I open the browser to check my analytics lets say, Then there is hacker news in speed dial, then I go for a quick check at hacker news, then I completely forget I opened the browser to check analytics in the first place.<p>Sounds familiar? If you do face this, How do you get around this distraction?
======
hristiank
It has been known to happen more often than I care to admit. :)

The best way to do it is to get yourself in strict working "mode". Check
e-mail twice a day only - in the morning and afternoon. Read HN and everything
else just in the morning or in the afternoon.

It is all about concentrating on what matters.

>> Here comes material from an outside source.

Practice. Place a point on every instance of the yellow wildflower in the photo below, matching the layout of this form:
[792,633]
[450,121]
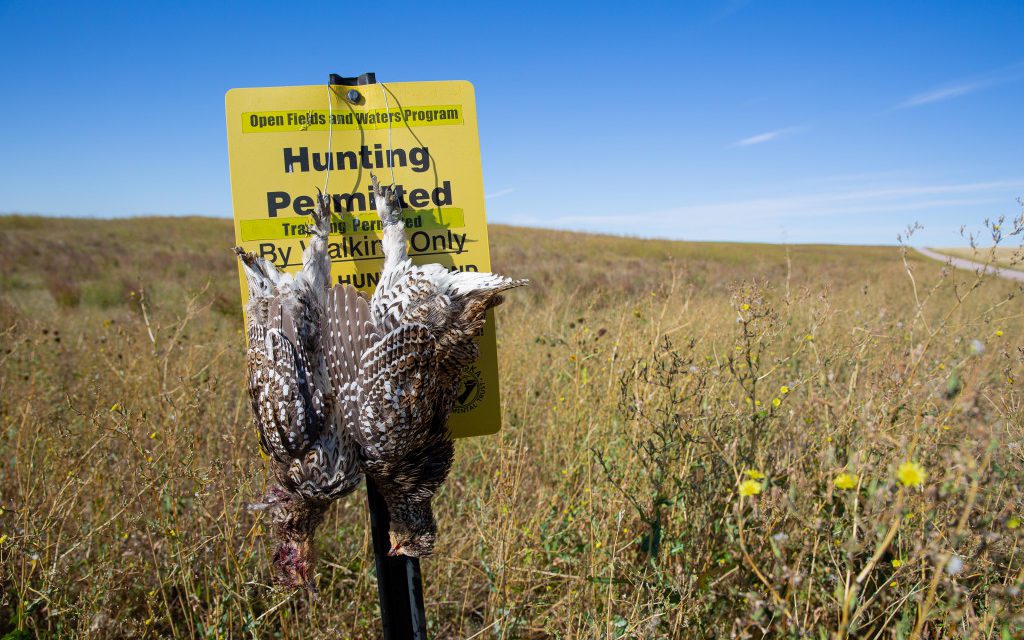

Another trick I find useful is to have two browsers. I use Chrome for
everything and I use Firefox just for work. So if I want to check analysis,
statistics or answer work related emails I use Firefox. In firefox my
bookmarks are only for work related things.

Cheers

------
unfortunate
Do you close your browser? I always have at least 5 tabs open with
ReloadEvery, plus standard apps (GMail, Twitter etc.) mostly completely
unrelated to what I should be doing.

I bought a cheap monitor on ebay and connected it to my laptop so I can have
Twitter open all the time

------
cedlimed
yea, this happens to me all the time. Ed Weissman's solution to this is to
have a separate work station (qn 64, <http://edweissman.com/53640595>).
Personally, I open separate browsers for work and general surfing (email, HN,
twitter etc). For instance, all my tabs for work will be on Firefox (tab
groups and tab mix plus work wonders for tabs organization BTW) while all
other non-work related surfing will be done on Chrome.